10. Soweit der Beschwerdeführer seinen subeventualiter gestellten Antrag auf Rückweisung damit begründet, die Vorinstanz habe sich nicht hinreichend mit seinen individuellen Umständen auseinandergesetzt und dadurch ihre Begründungspflicht verletzt, so erweist sich auch diese Rüge als offensichtlich unbegründet. Sämtliche seiner diesbezüglichen Ausführungen beziehen sich auf seinen Status als Asylbewerber im Lager Moria/Lesbos. Das SEM hat diesbezüglich zutreffend festgestellt, der Beschwerdeführer habe die Insel am 10. Januar 2019 verlassen.
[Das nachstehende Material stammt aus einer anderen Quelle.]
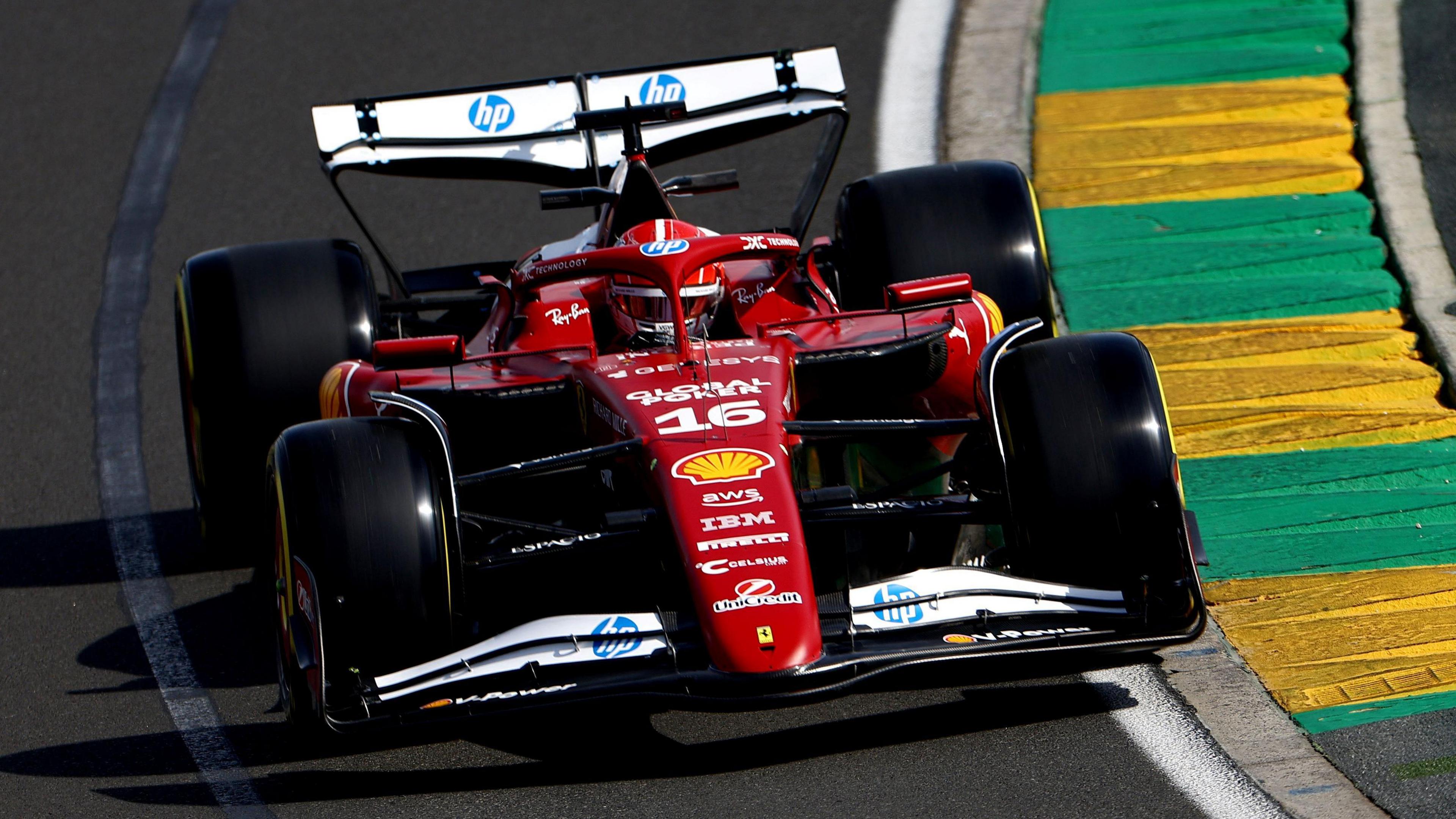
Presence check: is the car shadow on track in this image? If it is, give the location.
[0,653,1137,805]
[0,508,250,589]
[0,508,275,695]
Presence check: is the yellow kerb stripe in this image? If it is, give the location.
[1032,76,1363,207]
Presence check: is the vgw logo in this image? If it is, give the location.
[642,239,687,256]
[875,583,924,622]
[638,74,687,105]
[591,615,642,659]
[469,93,515,134]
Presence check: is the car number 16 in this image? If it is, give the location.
[652,401,769,436]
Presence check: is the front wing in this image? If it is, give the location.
[326,567,1206,731]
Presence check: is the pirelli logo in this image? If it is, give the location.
[697,532,789,552]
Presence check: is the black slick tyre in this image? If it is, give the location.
[268,418,454,730]
[990,332,1196,617]
[834,160,1056,328]
[175,239,378,546]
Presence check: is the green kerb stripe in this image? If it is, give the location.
[1294,691,1456,733]
[1042,192,1401,331]
[1040,0,1350,93]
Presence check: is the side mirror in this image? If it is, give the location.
[374,335,464,370]
[885,273,973,311]
[662,169,738,197]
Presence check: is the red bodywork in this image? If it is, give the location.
[320,227,1002,672]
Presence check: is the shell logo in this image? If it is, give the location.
[673,447,773,487]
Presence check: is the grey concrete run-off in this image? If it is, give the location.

Gemäss seinen Angaben hätten die griechischen Behörden ihm zu diesem Zeitpunkt ein Dokument ausgestellt, mit dem er sich habe ausweisen können, und das während sechs Monaten gültig gewesen sei. Aufgrund dessen, sowie da ihm am 18. Januar 2019 in Griechenland nachweislich der subsidiäre Schutzstatus zuerkannt worden sei, bestehe kein Anlass für seine Annahme, bei einer Rückkehr werde er erneut nach Lesbos ins Lager zurückgeschickt. Diese Einschätzung wird vom Gericht geteilt, weshalb kein Anlass bestand, näher auf die zweifellos schwierigen Umstände, denen der Beschwerdeführer in Moria/Lesbos ausgesetzt gewesen sein dürfte, einzugehen. Den Akten sind auch sonst keine Hinweise zu entnehmen, die eine Rückweisung der Sache an die Vorinstanz rechtfertigen könnten. Das diesbezügliche Subeventualbegehren ist folglich abzuweisen.

11. Schliesslich ist der Wegweisungsvollzug auch als möglich zu erachten, zumal die griechischen Behörden einer Rückübernahme des Beschwerdeführers ausdrücklich zugestimmt haben.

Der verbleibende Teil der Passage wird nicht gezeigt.